# WTF was she thinking?!?!?



## Mama~Love (Dec 8, 2003)

So, my "friend" just emailed me. Her daughter is pregnant, due within days of when I was, announcing the gender. I *really* did not need to hear that, knowing I should've been finding out soon too. What a freakin' slap in the face.

Should I respond? What should I say without being too big of a &%#@^??


----------



## Black Orchid (Mar 28, 2005)

I am really sorry that this happened to you. I am approaching what would have been my EDD and I somehow ended up with a lot of friends due at the same time. It is so hard to listen to them complain about being tired of being pregnant, etc... when I would be happy to have those issues instead of a big hole in my heart









Anyway, I don't think people *think* about these things... they forget, get wrapped up in their own joy, etc... which they should be. I try to remember that they have the right to express their joy/frustrations the same as I have the right to still mourn my loss.

For me, my loss(es) will always be with me. Whether other people I know have babies or not. It is a sadness that is now part of me forever. When I witness other's joy it doesn't "make" my pain, it just reminds me of it. That makes me feel less angry towards them (if that makes sense). It puts me in control of my reaction.
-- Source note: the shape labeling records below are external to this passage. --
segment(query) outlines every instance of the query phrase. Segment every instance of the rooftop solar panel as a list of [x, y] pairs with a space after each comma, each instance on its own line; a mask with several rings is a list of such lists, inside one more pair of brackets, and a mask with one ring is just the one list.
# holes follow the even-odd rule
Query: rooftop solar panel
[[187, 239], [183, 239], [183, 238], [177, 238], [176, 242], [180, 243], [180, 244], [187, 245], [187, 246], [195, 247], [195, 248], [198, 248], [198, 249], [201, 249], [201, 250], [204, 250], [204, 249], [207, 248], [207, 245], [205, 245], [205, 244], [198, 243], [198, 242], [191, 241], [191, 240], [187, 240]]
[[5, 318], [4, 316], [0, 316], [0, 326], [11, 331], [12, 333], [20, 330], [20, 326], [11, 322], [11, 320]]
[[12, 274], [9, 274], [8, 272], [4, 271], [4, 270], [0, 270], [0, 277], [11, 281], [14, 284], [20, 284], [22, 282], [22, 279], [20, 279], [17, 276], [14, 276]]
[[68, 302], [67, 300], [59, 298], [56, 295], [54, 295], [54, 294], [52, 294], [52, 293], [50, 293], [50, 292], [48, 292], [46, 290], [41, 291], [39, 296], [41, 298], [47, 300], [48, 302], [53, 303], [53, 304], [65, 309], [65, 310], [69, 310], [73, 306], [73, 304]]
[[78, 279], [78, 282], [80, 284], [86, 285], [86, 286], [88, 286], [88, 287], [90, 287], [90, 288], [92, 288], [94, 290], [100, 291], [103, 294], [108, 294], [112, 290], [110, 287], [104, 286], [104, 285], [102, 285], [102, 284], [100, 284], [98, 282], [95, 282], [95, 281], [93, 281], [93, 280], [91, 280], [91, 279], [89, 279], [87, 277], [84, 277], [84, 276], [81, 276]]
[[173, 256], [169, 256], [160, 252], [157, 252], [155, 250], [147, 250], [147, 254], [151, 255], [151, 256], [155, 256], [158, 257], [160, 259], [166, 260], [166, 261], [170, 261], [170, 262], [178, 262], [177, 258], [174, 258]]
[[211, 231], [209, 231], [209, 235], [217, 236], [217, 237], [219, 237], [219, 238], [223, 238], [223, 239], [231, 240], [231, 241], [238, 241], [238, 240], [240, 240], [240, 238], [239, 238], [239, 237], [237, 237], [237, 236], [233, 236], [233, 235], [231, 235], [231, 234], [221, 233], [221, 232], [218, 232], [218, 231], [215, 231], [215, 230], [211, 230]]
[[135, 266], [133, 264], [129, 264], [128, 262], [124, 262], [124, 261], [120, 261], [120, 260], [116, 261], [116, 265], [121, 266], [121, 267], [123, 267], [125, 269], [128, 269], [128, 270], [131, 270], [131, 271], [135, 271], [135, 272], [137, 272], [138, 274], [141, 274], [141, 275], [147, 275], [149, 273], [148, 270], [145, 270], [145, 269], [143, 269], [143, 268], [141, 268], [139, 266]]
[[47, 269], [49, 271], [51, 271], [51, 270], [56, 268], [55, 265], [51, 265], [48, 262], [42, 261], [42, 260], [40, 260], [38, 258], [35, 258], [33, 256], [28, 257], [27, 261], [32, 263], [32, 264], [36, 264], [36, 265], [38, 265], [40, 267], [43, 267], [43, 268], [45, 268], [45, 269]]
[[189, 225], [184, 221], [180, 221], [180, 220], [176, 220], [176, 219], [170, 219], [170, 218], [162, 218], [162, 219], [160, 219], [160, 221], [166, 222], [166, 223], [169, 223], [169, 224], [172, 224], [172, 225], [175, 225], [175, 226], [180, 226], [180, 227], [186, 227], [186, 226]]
I can simply feel the pang and move on or I can choose to be bitter towards them. Sometimes I feel like getting past it and focusing on the future and other times I allow myself to feel bitter. But it is always my choice.

I hope that makes sense. I just recently figured it out and it is hard ot put into words. But it has really helped me get through this time where I would have been meeting my baby, but I am still trying to get pregnant.


----------



## Mama~Love (Dec 8, 2003)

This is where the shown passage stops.